Spiritual practice takes a thousand shapes. Here’s one: going to church every week, or perhaps most days, or perhaps every day, or perhaps twice a day. One of my devout friends calls the institution of the church a vessel for his spirituality.

My friend considers that there is no spirituality without a vessel. Dwelling in the vessel is a practice, whether the vessel is material (a building) or symbolic (a paradigm and an institution). Perhaps it’s the practice that matters, rather than the vessel. Or perhaps the vessel counts for something. All I know is that entering temples, cathedrals, chapels, and basilicas, in Paris and in my travels, is always transformative. I wonder what would happen if I did it every day, without exception.

A lifetime commitment to the church is, of course, a very formal and deep practice. Other spiritual practices are more informal. Some formalists pooh-pooh the informalists. But that's OK; the informalists pooh-pooh the pooh-pooh.

Moving toward simplicity.

You can practice a simple exercise, returning to it often and over a span of years. In sports there are many such exercises: the golf swing, the free throw in basketball, the rope skipping of a boxer. Here’s a kind of warm-up stretch. Sit on the floor, with legs bent; bring the soles of your feet together, and hold your feet with your hands; try to lower your knees until they touch the floor; now lean your trunk forward. Do it once or twice, and it comes across as an uncomfortable and possibly useless exercise. But do this one stretch every day for twenty-five years, and you might discover all sorts of dimensions, to the exercise and to yourself as you respond to the exercise.

The form of your practice—yoga, Tai Chi, tango—might be very important . . . or not. After all, every form has its enlightened practitioners and its zombies. Shadow boxing could be as integrative as an ancestral martial art. Air guitar? You bet. “Star Wars” lightsaber play-acting? Of course. The main thing is to commit to the practice and to do it with all your heart.

And then there’s the practice of a creative skill, whether you do it professionally or for pleasure alone. A drawing a day, for instance—fast or slow, as you wish; take thirty seconds or thirty minutes. Choosing pencils, sharpening them, leafing through a sketchbook, translating the swirling images of a street corner into arm and hand gestures that make marks on paper . . . if you think about it, the act is by no means banal. It’s transformative in many ways. Do it steadily over days and months, and something will get reorganized inside yourself: the way you look at the world, the way you absorb and interpret information, the way you pay attention.
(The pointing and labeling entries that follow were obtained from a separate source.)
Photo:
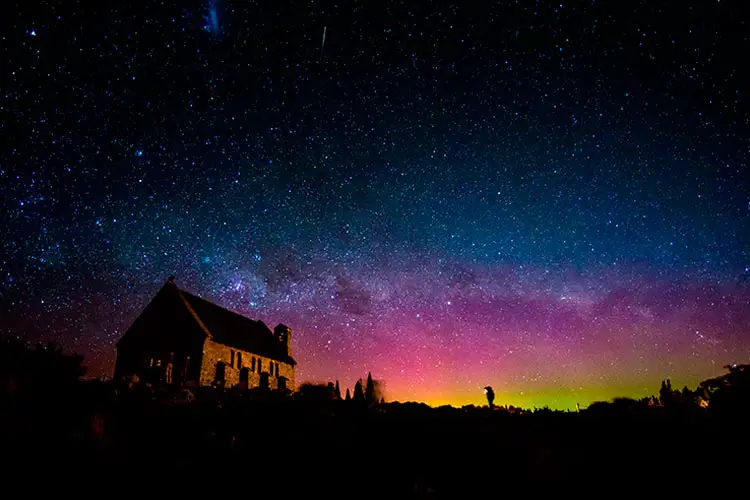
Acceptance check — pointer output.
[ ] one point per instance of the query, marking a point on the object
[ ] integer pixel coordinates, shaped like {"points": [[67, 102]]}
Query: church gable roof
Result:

The practice is primary, the skill secondary; or, to put it differently, it’s only by practicing that you gain the skill. You might want to say, “But I don’t know how to draw!” Sure, sure. That’s why you practice, you dummkopf!

A smartphone and an Instagram account, and—hey, presto! You can practice photography. Publish crappy photos of pizza slices if that’s your thing. Or develop the art of perceiving, thinking, and deciding. Photography is the reason or excuse (or vessel) to open up your mind and heart.

Walking, going to the market, stopping at Starbucks, visiting a monument, taking photos with your smartphone . . . Is there any difference between practice and life?

Nah. Life is an Integrated Practice.